The #1 problem this year was “Legibility Problems”, primarily meaning font sizes that are too small but also poor font colors with regard to the background colors. Given the number of times this one has been brought up on the web list, I still think our font sizes are too small. Some have argued that we use the same font sizes as most corporate websites (like ibm, microsoft, and dell), which the counter argument being that we probably shouldn’t emulate sites designed by corporate web teams specifically engineered to suck all measure of creativity from thier midsts. But maybe that’s not the most convincing argument… on the upside the number of complaints has gone down recently; I don’t know if that’s because the general populous is fine with the fonts or maybe they’ve all just given up complaining about it?
Of course that’s not the only issue we violate. We also violate #2 (Non-Standard Links; differentiating between visited and non-visited links), #5 (Bad Search), and #9 (Frozen Layouts with Fixed Page Widths).
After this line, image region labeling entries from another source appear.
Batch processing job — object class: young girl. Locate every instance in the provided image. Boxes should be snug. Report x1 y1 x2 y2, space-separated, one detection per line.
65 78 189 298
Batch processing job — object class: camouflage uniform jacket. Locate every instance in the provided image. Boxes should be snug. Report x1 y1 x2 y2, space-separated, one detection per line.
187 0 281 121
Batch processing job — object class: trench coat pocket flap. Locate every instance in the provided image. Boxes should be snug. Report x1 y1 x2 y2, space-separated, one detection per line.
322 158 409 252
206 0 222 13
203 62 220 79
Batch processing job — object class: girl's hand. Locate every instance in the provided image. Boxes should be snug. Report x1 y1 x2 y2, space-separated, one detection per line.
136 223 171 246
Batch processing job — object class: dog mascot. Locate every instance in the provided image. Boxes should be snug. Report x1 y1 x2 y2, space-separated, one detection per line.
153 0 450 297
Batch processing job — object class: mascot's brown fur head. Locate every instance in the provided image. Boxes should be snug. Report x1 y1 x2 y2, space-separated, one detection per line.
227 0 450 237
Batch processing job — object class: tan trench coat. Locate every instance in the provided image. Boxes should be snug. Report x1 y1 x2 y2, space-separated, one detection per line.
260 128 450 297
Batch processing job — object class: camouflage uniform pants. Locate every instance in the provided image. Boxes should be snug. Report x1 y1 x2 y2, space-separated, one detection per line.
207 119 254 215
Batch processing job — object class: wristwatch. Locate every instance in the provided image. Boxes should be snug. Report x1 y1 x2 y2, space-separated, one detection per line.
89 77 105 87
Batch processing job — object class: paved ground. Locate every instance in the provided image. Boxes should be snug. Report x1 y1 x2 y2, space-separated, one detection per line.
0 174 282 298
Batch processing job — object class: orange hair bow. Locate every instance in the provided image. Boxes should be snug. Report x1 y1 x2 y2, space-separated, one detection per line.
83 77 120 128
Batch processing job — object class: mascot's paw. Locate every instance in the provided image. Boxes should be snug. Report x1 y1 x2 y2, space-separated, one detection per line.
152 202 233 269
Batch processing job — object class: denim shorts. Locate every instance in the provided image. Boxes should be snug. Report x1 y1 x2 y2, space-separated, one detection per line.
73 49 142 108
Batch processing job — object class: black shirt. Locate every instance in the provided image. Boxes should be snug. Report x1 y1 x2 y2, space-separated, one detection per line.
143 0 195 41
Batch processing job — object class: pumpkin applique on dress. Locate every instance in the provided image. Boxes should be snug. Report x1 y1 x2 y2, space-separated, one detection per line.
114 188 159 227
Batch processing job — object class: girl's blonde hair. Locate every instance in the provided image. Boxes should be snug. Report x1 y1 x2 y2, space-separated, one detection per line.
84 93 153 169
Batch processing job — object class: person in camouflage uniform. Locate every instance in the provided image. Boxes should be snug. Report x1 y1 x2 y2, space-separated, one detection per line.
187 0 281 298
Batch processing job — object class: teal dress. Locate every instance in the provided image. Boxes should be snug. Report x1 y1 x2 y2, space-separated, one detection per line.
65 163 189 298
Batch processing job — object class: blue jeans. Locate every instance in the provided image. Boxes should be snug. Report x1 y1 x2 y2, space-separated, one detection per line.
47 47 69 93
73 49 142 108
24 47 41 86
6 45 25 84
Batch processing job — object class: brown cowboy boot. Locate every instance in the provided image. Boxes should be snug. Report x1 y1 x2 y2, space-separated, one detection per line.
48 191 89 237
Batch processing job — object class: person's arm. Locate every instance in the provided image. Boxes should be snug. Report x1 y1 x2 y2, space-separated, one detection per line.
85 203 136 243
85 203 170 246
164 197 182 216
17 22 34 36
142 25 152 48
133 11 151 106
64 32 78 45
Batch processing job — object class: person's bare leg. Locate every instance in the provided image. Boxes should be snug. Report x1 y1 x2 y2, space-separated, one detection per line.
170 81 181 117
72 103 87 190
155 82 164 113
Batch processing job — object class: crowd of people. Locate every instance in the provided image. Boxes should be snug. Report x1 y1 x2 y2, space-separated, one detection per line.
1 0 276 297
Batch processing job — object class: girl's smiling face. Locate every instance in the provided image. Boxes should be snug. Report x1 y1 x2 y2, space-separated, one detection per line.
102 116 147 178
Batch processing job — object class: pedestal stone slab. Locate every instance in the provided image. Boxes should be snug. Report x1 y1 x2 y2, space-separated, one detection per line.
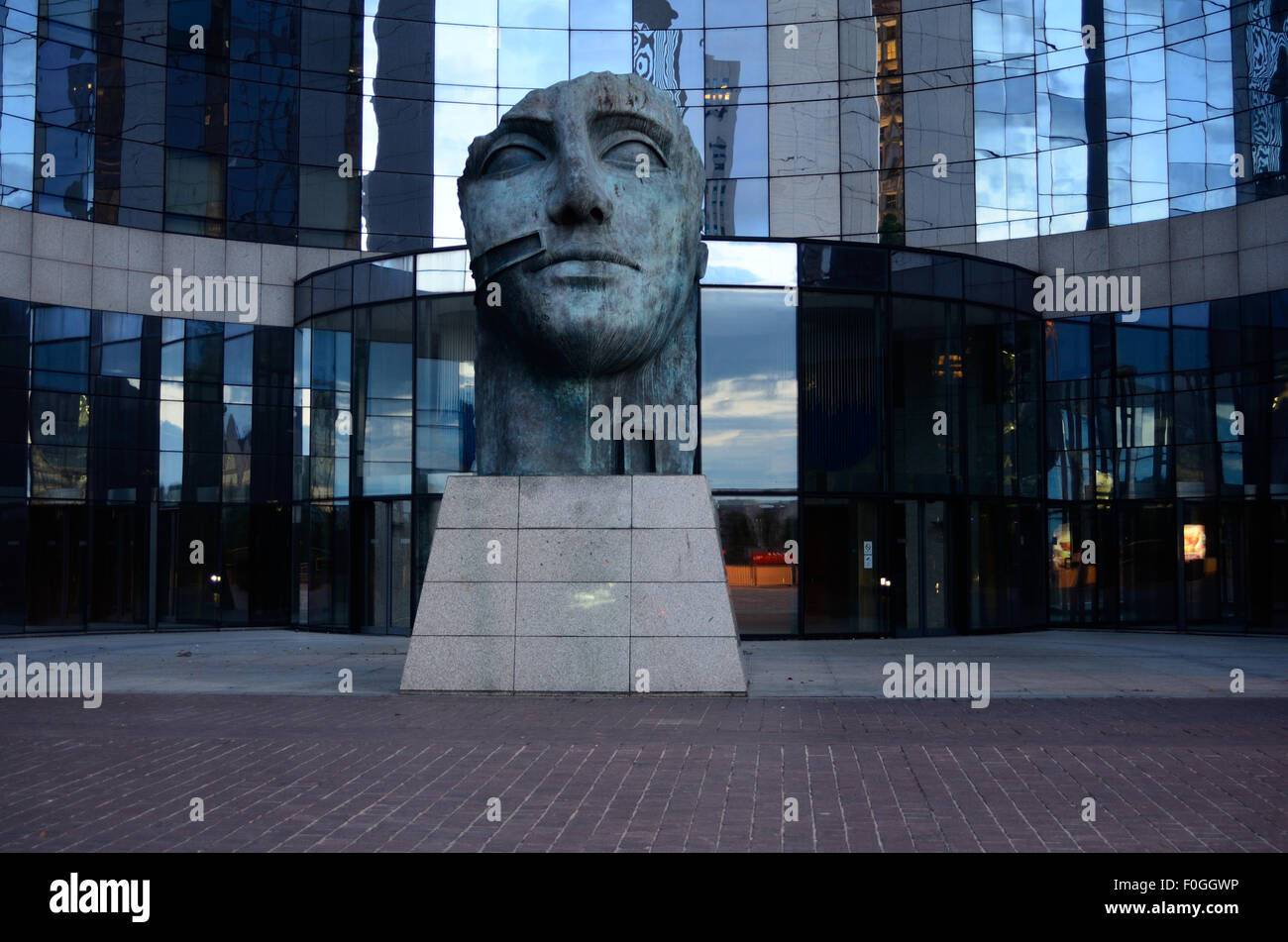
425 530 518 581
514 636 631 693
402 634 514 692
411 581 515 637
519 476 631 529
437 474 519 530
402 474 747 695
519 528 631 581
514 581 631 637
631 528 725 581
631 474 716 529
631 581 734 638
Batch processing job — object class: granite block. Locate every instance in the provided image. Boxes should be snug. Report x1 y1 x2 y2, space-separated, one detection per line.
422 529 518 581
402 636 514 692
631 581 737 638
438 474 519 530
631 474 716 529
631 529 725 583
512 474 638 529
514 581 631 637
514 636 631 693
519 529 632 581
412 581 515 637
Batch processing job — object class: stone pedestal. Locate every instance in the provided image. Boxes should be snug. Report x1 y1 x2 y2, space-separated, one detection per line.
402 474 747 695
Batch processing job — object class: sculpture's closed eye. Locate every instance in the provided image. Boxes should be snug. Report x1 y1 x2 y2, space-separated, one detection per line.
483 145 545 173
601 138 666 171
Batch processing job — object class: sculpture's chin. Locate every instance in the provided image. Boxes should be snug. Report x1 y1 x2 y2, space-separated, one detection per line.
499 295 683 377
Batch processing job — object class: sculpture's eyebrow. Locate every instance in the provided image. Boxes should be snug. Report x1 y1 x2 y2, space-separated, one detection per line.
486 115 554 147
590 111 675 151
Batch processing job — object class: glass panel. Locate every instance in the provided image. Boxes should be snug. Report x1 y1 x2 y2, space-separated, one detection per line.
800 291 886 490
700 288 796 489
1118 503 1176 628
716 496 800 637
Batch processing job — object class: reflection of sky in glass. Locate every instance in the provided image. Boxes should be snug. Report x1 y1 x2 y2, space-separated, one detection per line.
497 27 568 89
700 288 796 489
702 242 796 285
434 23 491 86
568 31 631 78
568 0 632 30
498 0 568 28
434 0 496 26
434 102 496 177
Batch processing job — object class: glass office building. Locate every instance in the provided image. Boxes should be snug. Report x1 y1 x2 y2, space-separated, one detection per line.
0 0 1288 637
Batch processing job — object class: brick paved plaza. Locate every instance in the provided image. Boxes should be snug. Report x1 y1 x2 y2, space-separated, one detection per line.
0 693 1288 852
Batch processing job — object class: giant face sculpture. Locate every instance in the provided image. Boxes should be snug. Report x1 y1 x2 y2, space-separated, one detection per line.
458 72 705 473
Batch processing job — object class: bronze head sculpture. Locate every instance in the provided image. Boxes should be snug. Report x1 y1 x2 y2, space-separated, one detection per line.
458 72 705 474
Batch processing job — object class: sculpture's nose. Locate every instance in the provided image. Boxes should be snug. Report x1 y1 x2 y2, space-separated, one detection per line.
546 155 613 225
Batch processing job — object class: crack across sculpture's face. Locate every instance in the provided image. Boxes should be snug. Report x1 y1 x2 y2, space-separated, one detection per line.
458 72 705 375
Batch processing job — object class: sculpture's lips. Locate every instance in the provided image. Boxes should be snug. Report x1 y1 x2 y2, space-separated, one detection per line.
533 249 640 271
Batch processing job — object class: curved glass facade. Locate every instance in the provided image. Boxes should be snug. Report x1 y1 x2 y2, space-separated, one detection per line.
0 241 1288 636
0 0 1288 251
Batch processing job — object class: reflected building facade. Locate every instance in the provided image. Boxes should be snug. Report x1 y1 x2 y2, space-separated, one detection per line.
0 0 1288 637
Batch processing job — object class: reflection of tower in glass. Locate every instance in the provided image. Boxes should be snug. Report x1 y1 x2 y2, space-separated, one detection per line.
631 0 690 110
702 55 741 236
872 0 905 246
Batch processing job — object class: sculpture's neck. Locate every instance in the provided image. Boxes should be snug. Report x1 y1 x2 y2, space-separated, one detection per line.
476 295 698 474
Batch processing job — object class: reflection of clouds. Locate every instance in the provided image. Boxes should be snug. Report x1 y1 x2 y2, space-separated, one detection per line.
497 27 568 89
434 23 496 87
702 241 796 284
702 374 796 422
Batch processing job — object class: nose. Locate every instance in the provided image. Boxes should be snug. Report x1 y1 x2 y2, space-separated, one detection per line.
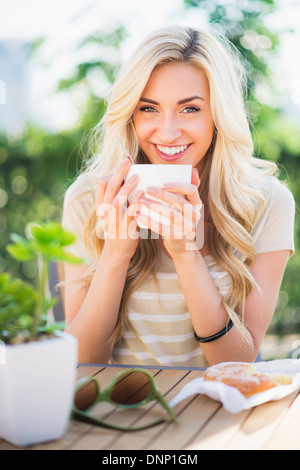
157 113 182 144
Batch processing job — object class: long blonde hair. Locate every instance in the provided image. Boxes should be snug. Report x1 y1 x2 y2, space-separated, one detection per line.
78 26 276 339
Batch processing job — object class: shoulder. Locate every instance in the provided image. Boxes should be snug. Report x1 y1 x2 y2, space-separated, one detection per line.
262 177 295 207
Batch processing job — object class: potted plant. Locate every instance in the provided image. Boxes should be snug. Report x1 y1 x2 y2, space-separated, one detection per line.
0 222 82 446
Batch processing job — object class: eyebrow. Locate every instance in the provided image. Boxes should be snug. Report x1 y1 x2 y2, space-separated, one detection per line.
140 95 204 105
Regarding #5, I actually like our search, but it seems to crash sometimes, and users have complained about it not working as well as pgsql.ru or google, so I guess we violate that one. I wonder if we ought to give users the option to search all three via our search box. If not on the main page (which would be tough to squeeze in) then on the results page maybe.
And thinking about #9, I still don’t see why people are against the idea of at least semi-fluid page layouts. We do this in the postgresql documentation and I think it works great; if only we could get consensus about doing it on the rest of the site.